Seminar: Demodality: profiling a novel category at the tense/aspect – modality divide, Patrick Caudal, 13 Feb
Seminar: Demodality: profiling a novel category at the tense/aspect – modality divide
Speaker: Patrick Caudal, CNRS & Université de Paris – email@example.com
When: 13 Feb 2020, 2pm
Where: Engma Room (3.165), HC Coombs Building, ANU
The present talk aims at delineating demodality as a post-modal cluster of frequently conventionalized uses of “modals in the past”. Only some of the relevant phenomena have already been studied in the literature, and so far, they have not been treated as effectively constituting a broader category, or cluster of related categories. In French, modal lexemes (or constructions) are instrumental in forming demodal structures, where they are typically inflected in the passé simple or passé composé, two tenses capable of perfective viewpoint readings. As we will see, these lexemes/constructions historically developed conventionalized meanings, often as implicative meanings. I will suggest that a preliminary inventory of demodal categories should comprise:
- Ineluctability demodal constructions (dedeontic/denecessitive demodality) : They typically convey meanings such as ‘agent X was compelled/forced to Y’, ‘X had to Y’, or simply ‘it was ineluctable that a Y-event happened)’;
- Successive demodal constructions (decapacitative demodality) : expressed in French using e.g. pouvoirpast perfective, these can be roughly rendered in English using the verb ‘manage’ or ‘be able to’ construction, and have also been described as instances of ‘actuality entailments’, When negated, they can convey frustrative-like meanings
- Avertive/frustrativedemodal constructions (deproximative/devolitive demodality) : avertive (‘X nearly V-ed’) and frustrative (‘X tried to V/wanted to V, but didn’t’) grams and constructions
- Delusional demodal constructions (mistaken thoughts) (dedoxastic demodality): de-doxastic, ‘mistaken thoughts’ demodal meanings indicate that subject held a temporary, belief, which turned out to be delusional/ungrounded, and can be rendered as meaning ‘X wrongly thought that P’.
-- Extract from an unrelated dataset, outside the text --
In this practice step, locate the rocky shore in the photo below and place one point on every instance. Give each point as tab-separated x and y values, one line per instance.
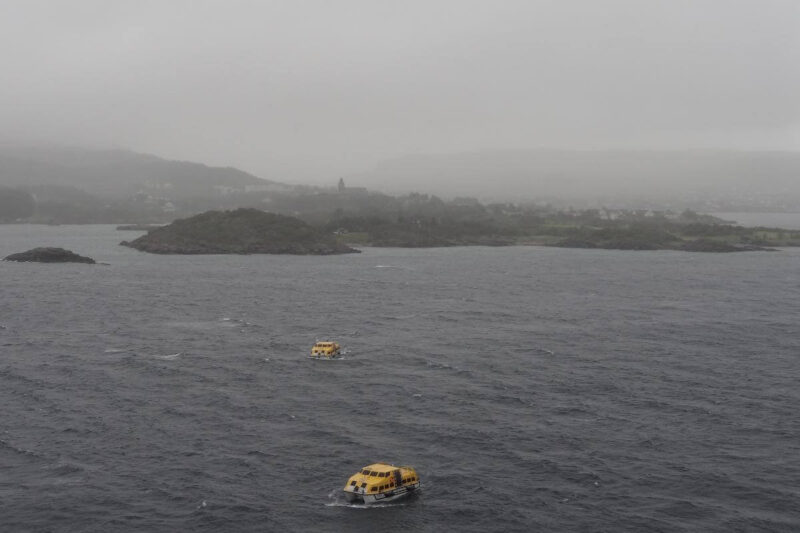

I will argue that demodal structures form an original grammatical domain, typically originating in complex forms with composite TAM (tense/aspect/modality) marking – either with a constructional/syntactic/ lexical modal plus tense marking, or with multi-exponent TAM morphs in e.g. polysynthetic languages. I will first review evidence in some Romance and Germanic languages to broadly define demodality (with a special emphasis on French data), and then provide a substantial number of data point originating in Australian indigenous languages, so as to substantiate and refine our understanding of the various subcategories demodality encompasses.